本棚を整理してたら出てきた。たぶん古本屋で買ったのだと思うが、いつどこで買ったのか思い出せない。ちょっと中身を見てみたら、マーヴィン・ミンスキーが解説を書いているので、あわてて読んだ。
発表されたのが1982年ということで、内容的にもまさにサイバーパンク前夜という感じ。コンピュータやネットワークの世界で用いられる言語を「呪文」と表現するのは、この小説がはしりなのかも。関係ないけど、MSが好んで使う「○○ウィザード」というネーミングはバカっぽいなあと常々思っている。
人間の意識がネットワークを介して世界全体に広がっていくという、今となっては珍しくもない話ではある。だが、最後のほうで「どんな種族も、その歴史において、必ずこういう時点に到達するのだ。」と主人公が悟るのだが、これっていわゆるシンギュラリティじゃないか。って、最近流行りのシンギュラリティものを読んでいるわけではないのでよく知らんけど。
ミンスキーによる解説も20ページ以上あって、しかも本編に劣らず面白い。
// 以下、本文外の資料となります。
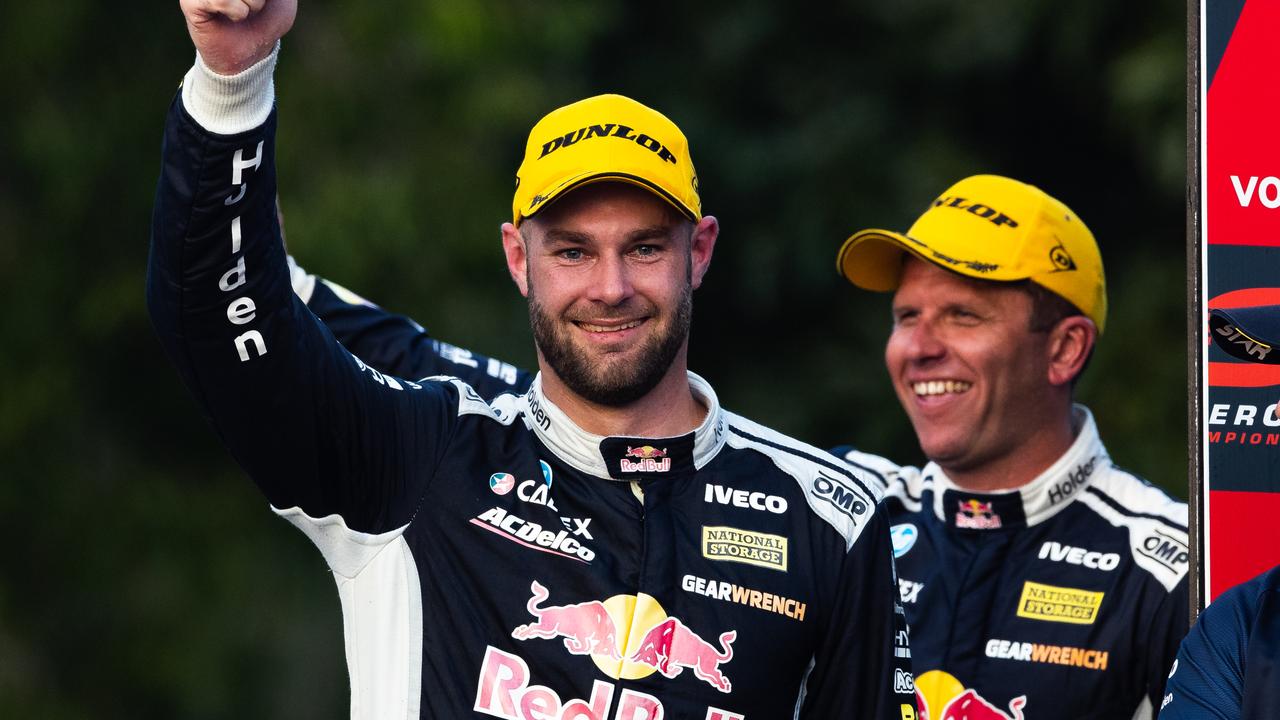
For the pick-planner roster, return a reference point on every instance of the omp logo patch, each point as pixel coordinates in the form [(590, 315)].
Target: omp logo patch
[(744, 546), (839, 496), (1059, 605)]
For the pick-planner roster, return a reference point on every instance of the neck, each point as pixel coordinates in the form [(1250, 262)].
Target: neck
[(1023, 464), (668, 410)]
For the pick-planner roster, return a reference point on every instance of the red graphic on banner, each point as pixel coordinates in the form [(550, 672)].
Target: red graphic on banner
[(1243, 542), (1243, 160), (1243, 374)]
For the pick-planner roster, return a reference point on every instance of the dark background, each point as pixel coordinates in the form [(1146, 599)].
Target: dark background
[(144, 574)]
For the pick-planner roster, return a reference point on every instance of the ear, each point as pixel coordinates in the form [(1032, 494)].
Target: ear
[(517, 255), (1069, 346), (700, 247)]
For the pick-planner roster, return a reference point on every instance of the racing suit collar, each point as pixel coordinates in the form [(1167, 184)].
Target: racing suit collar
[(626, 458), (1027, 505)]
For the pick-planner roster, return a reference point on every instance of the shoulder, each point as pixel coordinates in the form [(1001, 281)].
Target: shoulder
[(842, 495), (899, 482), (503, 409), (1155, 520)]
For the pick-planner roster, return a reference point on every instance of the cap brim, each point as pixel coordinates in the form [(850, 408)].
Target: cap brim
[(872, 259), (1248, 333), (565, 186)]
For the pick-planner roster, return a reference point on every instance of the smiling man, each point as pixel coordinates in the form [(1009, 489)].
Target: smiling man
[(1038, 579), (607, 545)]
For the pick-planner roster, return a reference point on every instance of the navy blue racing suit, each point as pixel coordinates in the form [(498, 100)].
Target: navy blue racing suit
[(1065, 598), (493, 559), (1228, 666)]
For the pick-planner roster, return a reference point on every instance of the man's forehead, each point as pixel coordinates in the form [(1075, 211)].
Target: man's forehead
[(923, 279), (622, 208)]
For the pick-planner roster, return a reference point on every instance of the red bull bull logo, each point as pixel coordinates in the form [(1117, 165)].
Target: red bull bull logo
[(656, 642), (977, 515), (942, 697), (585, 627), (648, 459), (504, 691)]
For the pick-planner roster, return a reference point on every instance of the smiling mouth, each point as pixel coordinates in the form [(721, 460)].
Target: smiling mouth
[(928, 388), (606, 329)]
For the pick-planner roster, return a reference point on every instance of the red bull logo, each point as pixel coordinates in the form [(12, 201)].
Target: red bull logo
[(977, 515), (666, 645), (585, 627), (648, 459), (504, 691), (942, 697), (671, 646)]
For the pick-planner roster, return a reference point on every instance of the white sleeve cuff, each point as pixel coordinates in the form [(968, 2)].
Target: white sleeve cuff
[(231, 104), (304, 282)]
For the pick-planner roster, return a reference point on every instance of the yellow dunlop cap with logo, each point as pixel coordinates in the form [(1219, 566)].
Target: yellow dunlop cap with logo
[(607, 137), (992, 228)]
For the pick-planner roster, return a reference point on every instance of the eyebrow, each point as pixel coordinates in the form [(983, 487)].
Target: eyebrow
[(566, 236)]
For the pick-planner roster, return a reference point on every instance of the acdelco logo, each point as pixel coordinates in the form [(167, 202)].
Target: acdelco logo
[(743, 499), (531, 534), (608, 130)]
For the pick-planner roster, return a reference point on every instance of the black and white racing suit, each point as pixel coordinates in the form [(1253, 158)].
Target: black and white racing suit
[(492, 557), (1064, 598)]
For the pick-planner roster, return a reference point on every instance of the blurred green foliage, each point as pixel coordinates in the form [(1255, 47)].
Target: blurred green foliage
[(146, 578)]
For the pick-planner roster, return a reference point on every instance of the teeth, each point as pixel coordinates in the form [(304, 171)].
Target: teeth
[(940, 387), (592, 328)]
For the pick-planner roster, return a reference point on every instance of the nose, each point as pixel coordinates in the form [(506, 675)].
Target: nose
[(611, 281), (919, 342)]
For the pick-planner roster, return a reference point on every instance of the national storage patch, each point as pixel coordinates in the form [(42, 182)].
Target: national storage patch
[(1059, 605), (744, 546)]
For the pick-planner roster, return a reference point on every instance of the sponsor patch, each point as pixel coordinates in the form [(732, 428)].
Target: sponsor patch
[(531, 534), (728, 592), (722, 495), (904, 538), (839, 496), (1048, 654), (501, 483), (645, 459), (909, 591), (976, 515), (745, 546), (1059, 605)]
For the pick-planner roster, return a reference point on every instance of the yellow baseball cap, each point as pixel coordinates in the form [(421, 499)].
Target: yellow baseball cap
[(992, 228), (607, 137)]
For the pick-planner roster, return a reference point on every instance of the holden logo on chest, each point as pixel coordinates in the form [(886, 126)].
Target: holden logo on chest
[(722, 495)]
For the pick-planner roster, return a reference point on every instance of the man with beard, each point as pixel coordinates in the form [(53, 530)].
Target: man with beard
[(608, 545)]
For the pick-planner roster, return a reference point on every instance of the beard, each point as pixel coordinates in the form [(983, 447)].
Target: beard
[(624, 379)]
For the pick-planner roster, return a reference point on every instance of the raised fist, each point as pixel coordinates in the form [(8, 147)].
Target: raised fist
[(232, 35)]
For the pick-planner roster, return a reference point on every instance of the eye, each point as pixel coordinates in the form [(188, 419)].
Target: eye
[(964, 315)]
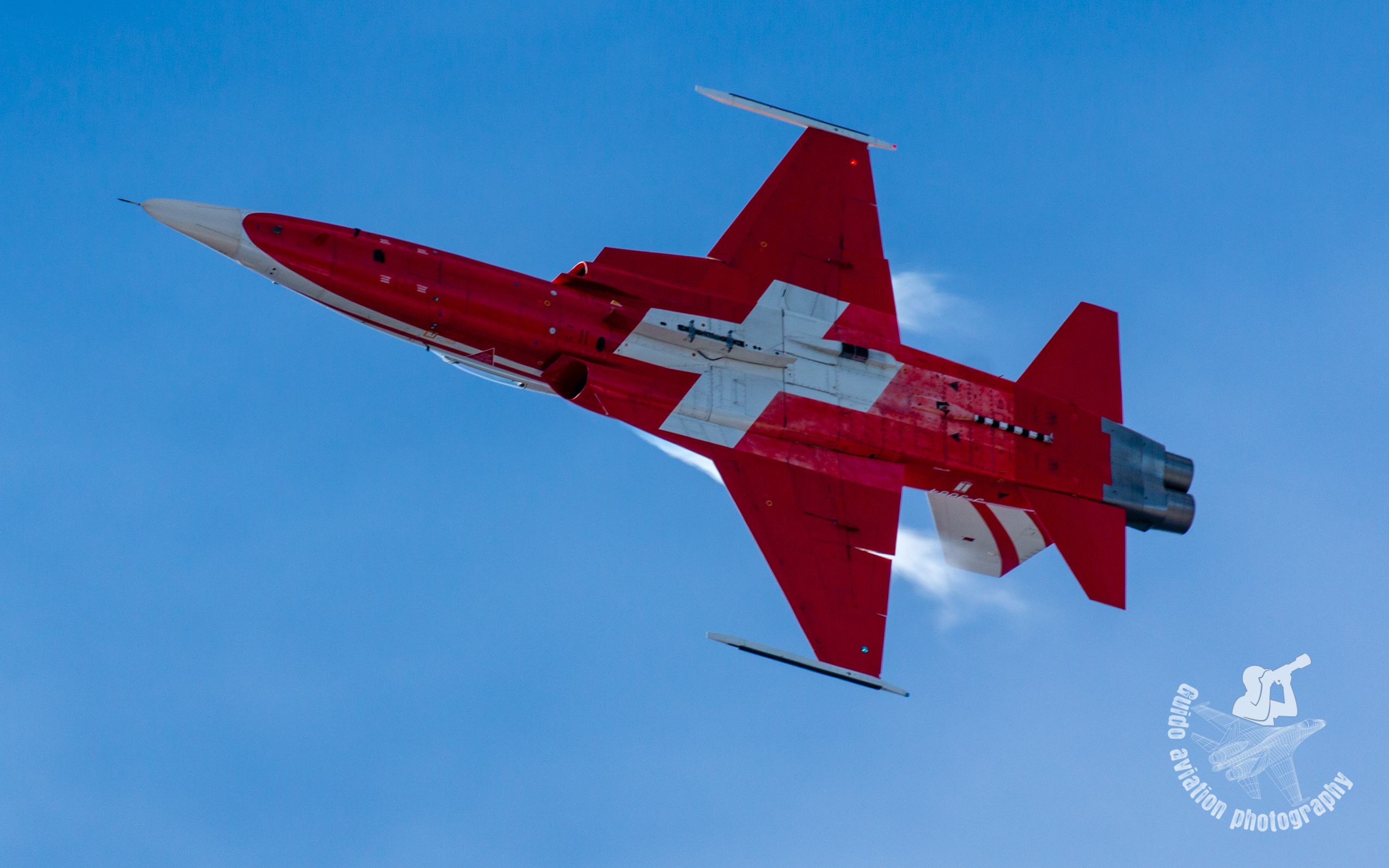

AI(とはミンスキーは言っていないが)が達成されたときに、人間にとって危険なのは、怠惰になって意思決定をそれらに任せてしまうことだみたいなことを書いている。でもそれから約20年が経過した現在では、その危惧が現実になってしまう方向に進んでいるのは間違いないわけで、このままだと科学者や小説家が想像したのとは全く別な特異点に到達しそうな気配がする。